Algunos consejos de negociación: 

 

Como se ha señalado antes, algunos franquiciadores tienen Acuerdos de Franquicia muy estrictos a los que todos sus franquiciados deben mantenerse fieles y aceptar. Sin embargo, algunos franquiciadores pueden ser más flexibles en cuanto a la negociación de los términos del acuerdo. Pero ten cuidado puesto que las franquicias son sistemas probados y coherentes. Un franquiciador demasiado flexible al que no le importa romper las reglas puede ser un signo de que la cadena no va bien.

 

Algunos aspectos en los que se puede negociar incluyen: 

 

  • Reglas acerca de la exclusividad de territorio, expansión futura y cambios en el tamaño.
  • Apoyo en la inauguración del negocio y recursos que se te proporcionan.
  • La formación para usted y posiblemente para los empleados.
  • Reglas acerca de la venta y traspaso a otros franquiciados.
  • Fechas de pago de las cuotas y las cantidades.
  • Fecha en que se espera que el negocio empiece a funcionar.
  • Cómo se calculará el precio para que el franquiciador compre tu negocio una vez finalice el contrato.
  • Limitación de responsabilidad en cuanto al rendimiento de la franquicia.

 

Tu contable y tu abogado son los que están más familiarizados con tu situación personal, por lo que busca su consejo acerca de qué términos del acuerdo debes tratar de modificar para que sea más favorable para ti.

  1. EL MANUAL DE OPERACIONES

Áreas tratadas en el manual

El manual de operaciones es la “biblia” de la franquicia. Contiene, por escrito, la forma de llevar a cabo el negocio de forma muy completa. El manual de operaciones es, además, parte del acuerdo de franquicia, definiendo y controlando la manera en que el negocio debe ser dirigido y fijando los compromisos entre el franquiciado y el franquiciador.

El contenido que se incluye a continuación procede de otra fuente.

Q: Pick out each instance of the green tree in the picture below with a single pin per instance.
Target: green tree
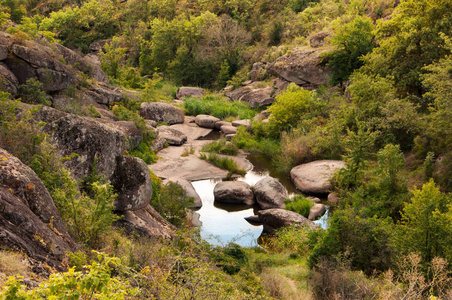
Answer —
(352, 40)
(427, 223)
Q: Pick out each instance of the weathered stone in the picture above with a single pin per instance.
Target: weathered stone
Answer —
(236, 192)
(146, 223)
(8, 80)
(314, 177)
(270, 193)
(221, 123)
(317, 210)
(91, 140)
(333, 198)
(206, 121)
(189, 92)
(318, 39)
(158, 144)
(162, 112)
(276, 218)
(258, 71)
(171, 135)
(105, 94)
(303, 66)
(226, 129)
(29, 220)
(246, 123)
(188, 188)
(132, 183)
(254, 95)
(253, 219)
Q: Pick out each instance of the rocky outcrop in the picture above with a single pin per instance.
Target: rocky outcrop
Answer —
(317, 210)
(206, 121)
(132, 183)
(29, 220)
(189, 92)
(276, 218)
(188, 188)
(253, 94)
(91, 141)
(319, 39)
(314, 177)
(270, 193)
(236, 192)
(8, 81)
(303, 65)
(258, 71)
(162, 112)
(171, 135)
(146, 223)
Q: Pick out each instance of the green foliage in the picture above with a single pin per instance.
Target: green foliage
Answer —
(426, 223)
(31, 92)
(78, 27)
(410, 40)
(222, 146)
(223, 163)
(218, 106)
(365, 242)
(171, 201)
(352, 40)
(291, 107)
(300, 205)
(95, 282)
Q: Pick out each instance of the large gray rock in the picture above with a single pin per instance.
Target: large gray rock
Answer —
(91, 141)
(317, 210)
(189, 92)
(188, 188)
(303, 66)
(146, 223)
(236, 192)
(29, 220)
(132, 182)
(314, 177)
(253, 94)
(8, 81)
(171, 135)
(276, 218)
(270, 193)
(54, 75)
(162, 112)
(206, 121)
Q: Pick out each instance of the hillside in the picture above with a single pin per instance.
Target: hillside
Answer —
(111, 111)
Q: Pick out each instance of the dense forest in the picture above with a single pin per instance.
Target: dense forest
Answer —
(385, 110)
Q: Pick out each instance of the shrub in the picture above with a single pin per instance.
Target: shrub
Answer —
(299, 204)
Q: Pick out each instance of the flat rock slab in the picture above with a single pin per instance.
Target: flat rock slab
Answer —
(236, 192)
(206, 121)
(192, 131)
(270, 193)
(188, 188)
(314, 177)
(317, 210)
(171, 135)
(276, 218)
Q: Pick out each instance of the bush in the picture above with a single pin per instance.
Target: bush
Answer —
(218, 106)
(300, 205)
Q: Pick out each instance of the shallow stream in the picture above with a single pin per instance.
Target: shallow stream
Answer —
(224, 223)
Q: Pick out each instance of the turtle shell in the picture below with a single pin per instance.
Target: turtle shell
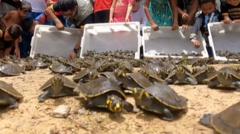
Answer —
(99, 87)
(140, 80)
(11, 69)
(167, 96)
(227, 121)
(10, 90)
(233, 75)
(60, 68)
(66, 82)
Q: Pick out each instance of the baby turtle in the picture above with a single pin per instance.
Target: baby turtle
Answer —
(40, 63)
(103, 93)
(181, 75)
(134, 80)
(202, 73)
(60, 68)
(85, 75)
(226, 77)
(225, 122)
(151, 74)
(9, 96)
(11, 69)
(160, 99)
(124, 67)
(140, 79)
(57, 86)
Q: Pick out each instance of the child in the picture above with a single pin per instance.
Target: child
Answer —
(38, 7)
(8, 37)
(44, 19)
(17, 16)
(138, 13)
(186, 11)
(231, 11)
(161, 13)
(77, 12)
(102, 10)
(121, 11)
(209, 14)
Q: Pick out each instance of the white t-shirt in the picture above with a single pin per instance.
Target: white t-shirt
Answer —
(38, 6)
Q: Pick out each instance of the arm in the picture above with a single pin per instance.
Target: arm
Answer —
(148, 15)
(226, 18)
(129, 11)
(236, 21)
(112, 10)
(193, 9)
(196, 29)
(175, 14)
(17, 49)
(224, 9)
(77, 47)
(49, 11)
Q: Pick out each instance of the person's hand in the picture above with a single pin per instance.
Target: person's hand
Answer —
(72, 55)
(111, 20)
(185, 17)
(196, 43)
(59, 26)
(237, 21)
(127, 19)
(17, 52)
(155, 27)
(227, 21)
(185, 27)
(175, 26)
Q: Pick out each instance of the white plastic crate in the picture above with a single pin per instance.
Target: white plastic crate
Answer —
(165, 42)
(223, 37)
(50, 41)
(111, 37)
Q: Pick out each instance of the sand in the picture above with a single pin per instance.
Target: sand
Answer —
(35, 118)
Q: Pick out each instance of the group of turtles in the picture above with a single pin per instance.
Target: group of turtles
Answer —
(105, 80)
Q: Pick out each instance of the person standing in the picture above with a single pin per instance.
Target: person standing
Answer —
(102, 10)
(121, 11)
(77, 12)
(161, 13)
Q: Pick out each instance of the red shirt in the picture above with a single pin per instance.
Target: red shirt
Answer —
(101, 5)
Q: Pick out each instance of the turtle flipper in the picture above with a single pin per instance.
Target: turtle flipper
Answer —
(127, 106)
(45, 95)
(206, 120)
(167, 115)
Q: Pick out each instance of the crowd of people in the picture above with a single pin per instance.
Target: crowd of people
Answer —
(19, 17)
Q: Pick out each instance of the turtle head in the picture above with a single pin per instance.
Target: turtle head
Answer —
(139, 93)
(115, 103)
(57, 84)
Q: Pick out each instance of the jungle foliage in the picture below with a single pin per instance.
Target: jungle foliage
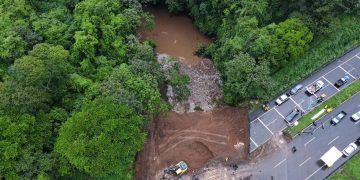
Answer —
(77, 88)
(273, 32)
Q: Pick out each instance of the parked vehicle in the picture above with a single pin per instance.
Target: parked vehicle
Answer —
(335, 120)
(291, 116)
(356, 116)
(283, 98)
(342, 81)
(349, 149)
(331, 156)
(315, 87)
(266, 106)
(296, 89)
(321, 98)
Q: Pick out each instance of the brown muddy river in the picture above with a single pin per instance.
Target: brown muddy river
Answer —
(175, 36)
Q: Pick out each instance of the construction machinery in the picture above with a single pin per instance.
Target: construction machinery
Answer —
(178, 169)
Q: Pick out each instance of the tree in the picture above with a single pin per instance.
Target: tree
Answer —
(36, 79)
(14, 132)
(138, 92)
(102, 139)
(279, 44)
(245, 79)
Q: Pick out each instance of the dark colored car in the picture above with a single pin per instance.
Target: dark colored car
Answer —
(291, 116)
(296, 89)
(335, 120)
(342, 81)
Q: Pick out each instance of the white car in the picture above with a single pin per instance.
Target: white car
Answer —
(356, 116)
(282, 99)
(349, 149)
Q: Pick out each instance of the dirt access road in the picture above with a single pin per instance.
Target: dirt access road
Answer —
(197, 138)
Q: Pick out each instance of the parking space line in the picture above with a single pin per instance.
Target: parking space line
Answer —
(278, 164)
(271, 122)
(314, 172)
(330, 83)
(305, 161)
(347, 72)
(297, 104)
(265, 126)
(333, 140)
(309, 141)
(332, 70)
(279, 113)
(254, 142)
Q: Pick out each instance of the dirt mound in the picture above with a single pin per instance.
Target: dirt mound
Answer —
(196, 138)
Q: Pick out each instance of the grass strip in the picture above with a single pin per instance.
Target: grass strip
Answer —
(344, 36)
(350, 169)
(332, 102)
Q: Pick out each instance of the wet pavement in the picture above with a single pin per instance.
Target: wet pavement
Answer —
(264, 124)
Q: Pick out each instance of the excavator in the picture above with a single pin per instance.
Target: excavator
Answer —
(178, 169)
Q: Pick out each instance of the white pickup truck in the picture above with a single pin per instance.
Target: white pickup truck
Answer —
(331, 156)
(315, 87)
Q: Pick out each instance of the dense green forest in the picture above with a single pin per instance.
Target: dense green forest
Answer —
(78, 89)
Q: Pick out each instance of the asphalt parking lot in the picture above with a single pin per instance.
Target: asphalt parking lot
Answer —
(264, 124)
(305, 163)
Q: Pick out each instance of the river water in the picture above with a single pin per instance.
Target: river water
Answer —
(175, 36)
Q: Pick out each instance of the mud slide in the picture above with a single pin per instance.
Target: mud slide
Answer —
(197, 138)
(175, 36)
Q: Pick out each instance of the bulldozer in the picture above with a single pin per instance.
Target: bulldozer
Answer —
(178, 169)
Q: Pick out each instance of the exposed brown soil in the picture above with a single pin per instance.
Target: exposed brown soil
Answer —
(175, 36)
(197, 138)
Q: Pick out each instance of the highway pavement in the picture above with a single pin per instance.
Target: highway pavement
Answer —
(263, 125)
(305, 163)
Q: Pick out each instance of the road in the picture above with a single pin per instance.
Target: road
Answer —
(305, 164)
(263, 125)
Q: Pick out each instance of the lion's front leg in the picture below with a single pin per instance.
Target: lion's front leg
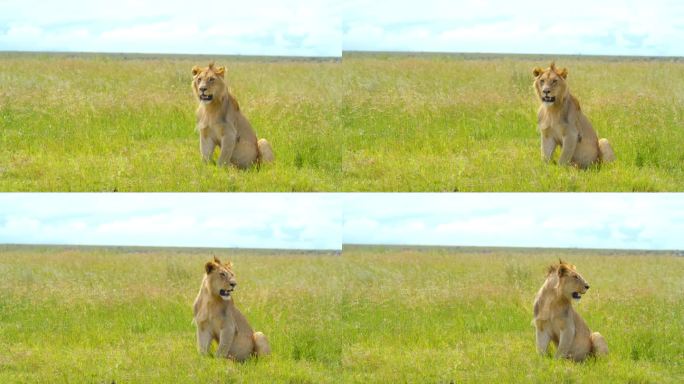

Dependiendo del tipo de negocio, las disposiciones que aparecen más abajo son las que cabría esperar en la mayoría de los manuales. Procedimientos adicionales, o modificaciones de éstos también se pueden incluir.

Introducción. Incluirá una serie de observaciones introductorias para explicar la naturaleza del negocio y resumir de forma muy general lo que cada uno, franquiciado y franquiciador deben esperar el uno del otro.

Sistema Operativo. Una descripción más detallada del sistema operativo, explicando cómo se configura y cómo los diferentes elementos constitutivos deben encajar entre ellos.

Equipo. Una sección que trata sobre el equipo requerido para llevar a cabo el negocio, describiendo las piezas específicas necesarias, cómo usarlas y cómo solucionar los problemas que puedan ocurrir.

Instrucciones de uso. Este apartado puede dividirse en varias sub-categorías que tratan temas como el personal, la contabilidad, la atención al cliente, publicidad y promoción, preparación del producto, políticas de precios y compras, control de inventarios, seguros y el pago de las cuotas necesarias.

Directorio de contacto. Un directorio de contactos dentro de la empresa, al igual que datos de contacto de proveedores, centros de servicio, etc.